Innerhalb der Gewerkschaften hat der Verband Visa[3]in den letzten
Monaten einige Entwicklungen erlebt, die von Alternative
Libertaire[4]dokumentiert wurden. Er stellt ein authentisches Beispiel
für basisdemokratischen Antifaschismus dar, der in einen breiteren Kampf
in diesem Fall die Gewerkschaftsbewegung integriert ist. Im
feministischen und LGBTQ+-Kampf ist Beobachtung oft ein integraler
Bestandteil der Arbeit von Aktivist*innen, während Feminismus und
Homonationalismus[5]weitgehend von der extremen Rechten vereinnahmt
werden. Angesichts des bevorstehenden Präsidentschaftswahlkampfs, der
leider als Sprachrohr für rechtsextreme Propaganda dienen wird, müssen
wir uns zusammenschließen und überall einen volksnahen und kämpferischen
Antifaschismus verkörpern. Um den tödlichen Ideen der extremen Rechten
mit einer geeinten Front für Emanzipation und Solidarität
entgegenzutreten, lasst uns alle Antifaschisten sein!
N. Bartosek (UCL Alsace)
Einreichen
[1]Alexandre Berteau und Marie Turcan, "Quentin Deranque, ein
traditionalistischer Katholik im Privatleben und ein Neonazi online",
Mediapart, 12. März 2026.
[2]Zu diesem Thema beschreibt der Artikel "Antifaschismus, der Staat,
der revolutionäre Bruch und wir" in dieser Ausgabe eine
libertär-kommunistisch-revolutionäre Perspektive.

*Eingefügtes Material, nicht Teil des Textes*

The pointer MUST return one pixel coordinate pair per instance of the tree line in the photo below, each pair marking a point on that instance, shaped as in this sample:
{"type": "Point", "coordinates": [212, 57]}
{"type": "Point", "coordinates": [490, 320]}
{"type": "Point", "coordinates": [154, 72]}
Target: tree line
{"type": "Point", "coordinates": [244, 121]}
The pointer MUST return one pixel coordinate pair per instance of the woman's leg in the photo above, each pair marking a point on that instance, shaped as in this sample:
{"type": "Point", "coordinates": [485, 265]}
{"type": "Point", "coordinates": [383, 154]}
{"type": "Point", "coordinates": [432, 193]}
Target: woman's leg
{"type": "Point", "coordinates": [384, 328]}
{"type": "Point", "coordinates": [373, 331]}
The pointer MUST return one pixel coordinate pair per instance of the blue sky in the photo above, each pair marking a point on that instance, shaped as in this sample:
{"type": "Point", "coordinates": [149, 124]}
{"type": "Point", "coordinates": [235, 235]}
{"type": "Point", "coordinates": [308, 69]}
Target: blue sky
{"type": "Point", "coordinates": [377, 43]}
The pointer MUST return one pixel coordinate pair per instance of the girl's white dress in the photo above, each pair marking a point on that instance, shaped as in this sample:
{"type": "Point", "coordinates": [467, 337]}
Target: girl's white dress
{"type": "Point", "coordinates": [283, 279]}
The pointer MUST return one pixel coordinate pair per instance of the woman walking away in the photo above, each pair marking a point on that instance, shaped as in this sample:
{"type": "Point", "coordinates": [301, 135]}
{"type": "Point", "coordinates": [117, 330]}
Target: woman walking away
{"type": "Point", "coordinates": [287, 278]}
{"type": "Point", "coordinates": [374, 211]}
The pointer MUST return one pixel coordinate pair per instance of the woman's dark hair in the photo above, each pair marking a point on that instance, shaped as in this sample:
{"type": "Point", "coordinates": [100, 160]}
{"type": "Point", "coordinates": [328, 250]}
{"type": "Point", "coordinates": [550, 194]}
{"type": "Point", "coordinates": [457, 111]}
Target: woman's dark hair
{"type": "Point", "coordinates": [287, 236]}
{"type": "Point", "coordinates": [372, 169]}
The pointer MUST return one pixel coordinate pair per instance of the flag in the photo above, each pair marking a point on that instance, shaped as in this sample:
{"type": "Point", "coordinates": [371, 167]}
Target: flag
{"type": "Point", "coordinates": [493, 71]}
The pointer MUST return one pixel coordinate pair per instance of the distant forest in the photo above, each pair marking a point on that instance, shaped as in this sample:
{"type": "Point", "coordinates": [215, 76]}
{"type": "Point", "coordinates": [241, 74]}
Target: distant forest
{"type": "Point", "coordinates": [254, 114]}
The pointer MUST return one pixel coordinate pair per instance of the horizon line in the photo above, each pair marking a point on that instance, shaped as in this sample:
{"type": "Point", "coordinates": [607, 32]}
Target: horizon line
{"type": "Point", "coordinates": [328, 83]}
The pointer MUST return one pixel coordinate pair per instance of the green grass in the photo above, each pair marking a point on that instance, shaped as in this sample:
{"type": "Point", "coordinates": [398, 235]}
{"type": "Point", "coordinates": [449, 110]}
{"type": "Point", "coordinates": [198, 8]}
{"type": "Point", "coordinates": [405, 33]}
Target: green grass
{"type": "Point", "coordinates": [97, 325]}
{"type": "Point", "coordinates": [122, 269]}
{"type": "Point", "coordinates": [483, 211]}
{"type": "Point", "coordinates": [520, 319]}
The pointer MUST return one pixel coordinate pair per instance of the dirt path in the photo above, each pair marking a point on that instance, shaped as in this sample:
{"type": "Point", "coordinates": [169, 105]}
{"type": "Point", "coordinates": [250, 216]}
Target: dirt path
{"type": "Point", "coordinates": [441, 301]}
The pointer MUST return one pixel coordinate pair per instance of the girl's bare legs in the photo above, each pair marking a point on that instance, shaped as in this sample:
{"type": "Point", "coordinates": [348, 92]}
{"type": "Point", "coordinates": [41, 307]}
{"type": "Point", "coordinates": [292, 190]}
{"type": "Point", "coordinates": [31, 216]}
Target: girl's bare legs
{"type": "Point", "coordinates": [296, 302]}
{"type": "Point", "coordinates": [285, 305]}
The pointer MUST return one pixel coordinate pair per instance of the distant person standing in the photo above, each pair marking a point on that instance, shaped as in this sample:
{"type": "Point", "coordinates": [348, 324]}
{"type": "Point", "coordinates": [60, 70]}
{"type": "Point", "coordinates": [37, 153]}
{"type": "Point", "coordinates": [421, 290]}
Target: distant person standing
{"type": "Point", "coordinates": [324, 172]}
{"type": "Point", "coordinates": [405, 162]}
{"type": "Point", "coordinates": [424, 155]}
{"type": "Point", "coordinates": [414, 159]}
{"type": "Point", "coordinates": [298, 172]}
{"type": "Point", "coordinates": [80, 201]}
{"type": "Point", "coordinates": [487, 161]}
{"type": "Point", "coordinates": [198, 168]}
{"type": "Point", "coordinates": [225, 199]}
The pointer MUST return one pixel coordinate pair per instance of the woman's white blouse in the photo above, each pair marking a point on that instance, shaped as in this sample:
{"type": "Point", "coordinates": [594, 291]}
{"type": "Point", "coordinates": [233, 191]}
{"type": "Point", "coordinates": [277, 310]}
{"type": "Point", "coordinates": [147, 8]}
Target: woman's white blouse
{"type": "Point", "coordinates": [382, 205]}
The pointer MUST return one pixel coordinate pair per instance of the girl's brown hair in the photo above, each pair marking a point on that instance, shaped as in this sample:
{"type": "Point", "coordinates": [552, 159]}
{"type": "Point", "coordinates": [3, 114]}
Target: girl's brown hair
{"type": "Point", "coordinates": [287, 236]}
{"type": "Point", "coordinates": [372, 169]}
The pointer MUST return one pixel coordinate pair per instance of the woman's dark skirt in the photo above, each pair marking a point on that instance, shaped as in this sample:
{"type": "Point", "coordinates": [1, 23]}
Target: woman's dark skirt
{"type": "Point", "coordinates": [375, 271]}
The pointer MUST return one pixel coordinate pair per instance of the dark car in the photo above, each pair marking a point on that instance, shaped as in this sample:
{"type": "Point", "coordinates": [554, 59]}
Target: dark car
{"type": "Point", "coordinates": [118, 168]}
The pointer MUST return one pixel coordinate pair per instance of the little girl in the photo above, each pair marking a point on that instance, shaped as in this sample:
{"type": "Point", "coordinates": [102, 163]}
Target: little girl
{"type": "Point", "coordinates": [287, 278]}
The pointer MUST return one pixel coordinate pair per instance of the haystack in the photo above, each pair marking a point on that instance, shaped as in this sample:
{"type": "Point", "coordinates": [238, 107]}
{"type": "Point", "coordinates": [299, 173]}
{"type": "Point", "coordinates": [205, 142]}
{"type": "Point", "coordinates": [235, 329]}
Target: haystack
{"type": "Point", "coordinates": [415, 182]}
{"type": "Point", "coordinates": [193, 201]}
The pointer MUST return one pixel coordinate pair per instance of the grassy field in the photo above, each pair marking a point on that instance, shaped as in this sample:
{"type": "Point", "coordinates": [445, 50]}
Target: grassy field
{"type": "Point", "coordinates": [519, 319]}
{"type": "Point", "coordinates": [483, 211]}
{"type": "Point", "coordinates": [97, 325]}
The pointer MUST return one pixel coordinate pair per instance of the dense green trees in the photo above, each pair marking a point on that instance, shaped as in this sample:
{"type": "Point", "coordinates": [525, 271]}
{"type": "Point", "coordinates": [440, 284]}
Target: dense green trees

[3]Wachsamkeit und antifaschistische Gewerkschaftsinitiativen.
[4]"Antifaschistische Gewerkschaftskollektive gründen", Alternative
Libertaire Nr. 1. 362, Sommer 2025.
[5]Femonationalismus und Homonationalismus bezeichnen die
Instrumentalisierung feministischer und LGBTQ+-Kämpfe durch die extreme
Rechte, Konservative oder den Staat.